Author Beware: 'Net Publisher's IT Pitfalls
Of course, iUniverse is not the only company where a Web site can act as an obstacle to communication. It is notoriously difficult to get through to a human being at Amazon. The product description for my new book contains a quote repeated three times, twice with a typo and once correctly. But I have given up appealing to them to change it.
IUniverse's response to a telephone inquiry was courteous and helpful. A company representative said they had been redesigning the Web site and database and everything should be back to normal by Aug. 25. On Aug. 26 there was still no sign of the official June sales figures and the sales activity detail, less clear than it had been previously, was now stuck on March.
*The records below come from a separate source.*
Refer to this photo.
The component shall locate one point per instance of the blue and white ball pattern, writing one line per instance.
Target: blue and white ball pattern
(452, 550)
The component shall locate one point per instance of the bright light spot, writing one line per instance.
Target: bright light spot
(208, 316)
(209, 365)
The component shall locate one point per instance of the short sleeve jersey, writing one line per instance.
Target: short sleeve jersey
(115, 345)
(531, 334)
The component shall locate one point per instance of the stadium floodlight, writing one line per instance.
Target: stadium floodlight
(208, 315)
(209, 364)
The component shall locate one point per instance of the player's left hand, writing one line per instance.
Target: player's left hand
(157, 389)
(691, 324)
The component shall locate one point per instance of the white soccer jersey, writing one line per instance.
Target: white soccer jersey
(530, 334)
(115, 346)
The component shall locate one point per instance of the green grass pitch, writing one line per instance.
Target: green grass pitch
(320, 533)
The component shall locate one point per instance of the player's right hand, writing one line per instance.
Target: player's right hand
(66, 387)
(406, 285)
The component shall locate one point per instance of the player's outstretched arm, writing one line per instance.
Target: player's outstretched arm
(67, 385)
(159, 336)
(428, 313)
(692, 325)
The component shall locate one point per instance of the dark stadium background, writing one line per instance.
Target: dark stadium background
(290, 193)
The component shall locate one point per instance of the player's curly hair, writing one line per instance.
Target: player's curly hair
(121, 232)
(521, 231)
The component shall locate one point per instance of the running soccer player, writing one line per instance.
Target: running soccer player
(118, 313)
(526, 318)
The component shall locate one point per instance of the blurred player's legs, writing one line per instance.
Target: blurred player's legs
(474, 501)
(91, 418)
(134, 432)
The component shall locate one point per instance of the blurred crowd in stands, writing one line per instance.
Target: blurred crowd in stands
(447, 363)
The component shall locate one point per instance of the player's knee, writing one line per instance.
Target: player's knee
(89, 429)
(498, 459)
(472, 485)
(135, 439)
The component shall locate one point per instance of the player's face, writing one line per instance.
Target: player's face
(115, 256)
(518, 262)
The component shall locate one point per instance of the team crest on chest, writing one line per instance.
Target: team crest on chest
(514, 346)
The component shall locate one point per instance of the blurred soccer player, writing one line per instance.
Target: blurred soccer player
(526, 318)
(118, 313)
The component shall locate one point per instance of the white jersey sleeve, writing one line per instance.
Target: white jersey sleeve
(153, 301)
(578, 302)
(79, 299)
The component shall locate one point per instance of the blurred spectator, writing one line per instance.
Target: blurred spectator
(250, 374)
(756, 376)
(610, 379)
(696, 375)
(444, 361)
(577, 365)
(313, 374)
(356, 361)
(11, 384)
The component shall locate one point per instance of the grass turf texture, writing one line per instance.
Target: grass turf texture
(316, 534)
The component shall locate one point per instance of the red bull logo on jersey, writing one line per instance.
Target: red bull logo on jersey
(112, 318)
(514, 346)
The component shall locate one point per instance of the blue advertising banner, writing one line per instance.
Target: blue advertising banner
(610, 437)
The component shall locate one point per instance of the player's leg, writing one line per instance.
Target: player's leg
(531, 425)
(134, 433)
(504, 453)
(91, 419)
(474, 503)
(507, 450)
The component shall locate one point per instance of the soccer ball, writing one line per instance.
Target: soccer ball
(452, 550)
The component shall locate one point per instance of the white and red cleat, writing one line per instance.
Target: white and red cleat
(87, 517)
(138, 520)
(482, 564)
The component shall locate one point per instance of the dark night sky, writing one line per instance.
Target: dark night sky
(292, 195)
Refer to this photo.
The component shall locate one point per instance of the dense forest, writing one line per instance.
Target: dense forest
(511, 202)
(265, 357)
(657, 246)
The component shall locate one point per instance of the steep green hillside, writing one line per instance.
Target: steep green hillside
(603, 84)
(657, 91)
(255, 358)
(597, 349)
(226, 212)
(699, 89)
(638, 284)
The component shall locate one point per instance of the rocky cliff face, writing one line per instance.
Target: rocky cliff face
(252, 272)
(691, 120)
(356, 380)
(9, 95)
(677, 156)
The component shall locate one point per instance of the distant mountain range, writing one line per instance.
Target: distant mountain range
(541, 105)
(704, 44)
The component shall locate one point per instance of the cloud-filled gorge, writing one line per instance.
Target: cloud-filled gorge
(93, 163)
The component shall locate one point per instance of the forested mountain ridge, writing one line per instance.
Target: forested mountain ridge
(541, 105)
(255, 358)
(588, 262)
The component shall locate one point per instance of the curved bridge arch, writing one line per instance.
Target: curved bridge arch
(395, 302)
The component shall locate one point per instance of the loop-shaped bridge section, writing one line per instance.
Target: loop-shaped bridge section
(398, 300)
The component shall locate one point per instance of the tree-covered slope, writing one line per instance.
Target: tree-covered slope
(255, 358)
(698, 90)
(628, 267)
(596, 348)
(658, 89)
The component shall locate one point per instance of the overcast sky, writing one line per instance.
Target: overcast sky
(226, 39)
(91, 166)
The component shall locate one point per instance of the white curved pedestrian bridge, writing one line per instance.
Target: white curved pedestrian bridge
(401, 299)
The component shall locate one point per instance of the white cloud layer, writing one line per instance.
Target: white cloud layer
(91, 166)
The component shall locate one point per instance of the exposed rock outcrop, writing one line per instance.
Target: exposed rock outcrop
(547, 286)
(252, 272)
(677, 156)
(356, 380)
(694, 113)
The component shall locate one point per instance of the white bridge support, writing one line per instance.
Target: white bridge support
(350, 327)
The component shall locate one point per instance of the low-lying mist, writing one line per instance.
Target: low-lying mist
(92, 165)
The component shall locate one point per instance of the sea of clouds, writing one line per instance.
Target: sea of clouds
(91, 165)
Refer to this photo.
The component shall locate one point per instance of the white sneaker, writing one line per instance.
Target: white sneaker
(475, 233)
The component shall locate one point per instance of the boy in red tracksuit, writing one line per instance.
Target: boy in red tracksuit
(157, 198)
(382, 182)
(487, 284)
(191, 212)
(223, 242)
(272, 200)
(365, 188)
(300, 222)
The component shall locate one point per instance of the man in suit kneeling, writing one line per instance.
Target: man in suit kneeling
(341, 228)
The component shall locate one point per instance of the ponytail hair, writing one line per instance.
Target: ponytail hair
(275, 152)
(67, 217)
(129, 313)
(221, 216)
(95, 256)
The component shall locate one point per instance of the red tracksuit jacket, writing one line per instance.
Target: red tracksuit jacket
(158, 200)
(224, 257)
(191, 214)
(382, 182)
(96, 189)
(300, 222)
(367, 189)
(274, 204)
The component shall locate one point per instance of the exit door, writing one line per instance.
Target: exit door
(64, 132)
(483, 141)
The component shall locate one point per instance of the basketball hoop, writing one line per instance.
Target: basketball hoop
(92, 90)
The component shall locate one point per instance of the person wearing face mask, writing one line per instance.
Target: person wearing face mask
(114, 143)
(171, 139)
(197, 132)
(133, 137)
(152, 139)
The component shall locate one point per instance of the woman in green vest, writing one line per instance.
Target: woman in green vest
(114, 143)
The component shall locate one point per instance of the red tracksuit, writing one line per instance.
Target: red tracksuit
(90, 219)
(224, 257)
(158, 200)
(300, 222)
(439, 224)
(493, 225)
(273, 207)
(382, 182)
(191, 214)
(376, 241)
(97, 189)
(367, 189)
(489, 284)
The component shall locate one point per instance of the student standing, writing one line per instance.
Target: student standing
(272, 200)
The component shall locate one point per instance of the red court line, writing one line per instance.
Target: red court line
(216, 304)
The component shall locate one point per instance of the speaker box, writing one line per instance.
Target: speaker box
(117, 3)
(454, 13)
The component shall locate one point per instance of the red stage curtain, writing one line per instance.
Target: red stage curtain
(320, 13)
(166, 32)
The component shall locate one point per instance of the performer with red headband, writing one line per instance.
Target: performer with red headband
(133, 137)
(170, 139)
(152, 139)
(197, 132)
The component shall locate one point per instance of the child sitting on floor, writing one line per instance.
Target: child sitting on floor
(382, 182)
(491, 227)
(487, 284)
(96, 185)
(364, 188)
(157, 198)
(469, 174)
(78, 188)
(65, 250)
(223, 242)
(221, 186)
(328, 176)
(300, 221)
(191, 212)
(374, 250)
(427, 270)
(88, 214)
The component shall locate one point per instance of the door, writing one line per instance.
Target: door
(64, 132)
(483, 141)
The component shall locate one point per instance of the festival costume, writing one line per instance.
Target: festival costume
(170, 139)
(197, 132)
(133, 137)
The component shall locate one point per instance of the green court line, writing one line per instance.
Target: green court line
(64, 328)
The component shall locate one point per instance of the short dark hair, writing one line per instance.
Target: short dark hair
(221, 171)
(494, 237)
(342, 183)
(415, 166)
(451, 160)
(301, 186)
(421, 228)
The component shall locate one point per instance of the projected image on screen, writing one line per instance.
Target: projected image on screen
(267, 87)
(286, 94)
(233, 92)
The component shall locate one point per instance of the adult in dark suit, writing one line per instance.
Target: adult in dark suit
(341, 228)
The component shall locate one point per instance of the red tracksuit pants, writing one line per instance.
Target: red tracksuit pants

"We weren't entirely sure why these things weren't being updated," the helpful author support representative told me. "In retrospect, I think IT problems was an umbrella term. The IT department was overworked and the priority was getting the new Web site and database developed," he said. "I haven't had any reports specifically of IT problems at iUniverse."
I asked the iUniverse public relations department for comment on the IT difficulties, but they didn't get back to me before the deadline for this column.
Meanwhile, I have had a trickle of e-mails from iUniverse authors who feel that there has been a decline in quality and customer service since iUniverse's acquisition by Author Solutions (AuthorHouse's parent company). Victoria Strauss, author of the informative Writer Beware blog, told me in an e-mail. Strauss said she didn't expect the iUniverse brand name to survive, since there wasn't much point in having two competing self-publishing services under the same roof.
"In quality, service and price, I feel it was AuthorHouse's superior, but when things are combined they have a tendency to sink to the lowest available level," she said. IUniverse's Web site problems seem to offer a number of very simple lessons: don't roll out a new Web site until it is ready, don't make promises you can't deliver, and when it comes to communications there is no real substitute for (accessible) intelligent human beings.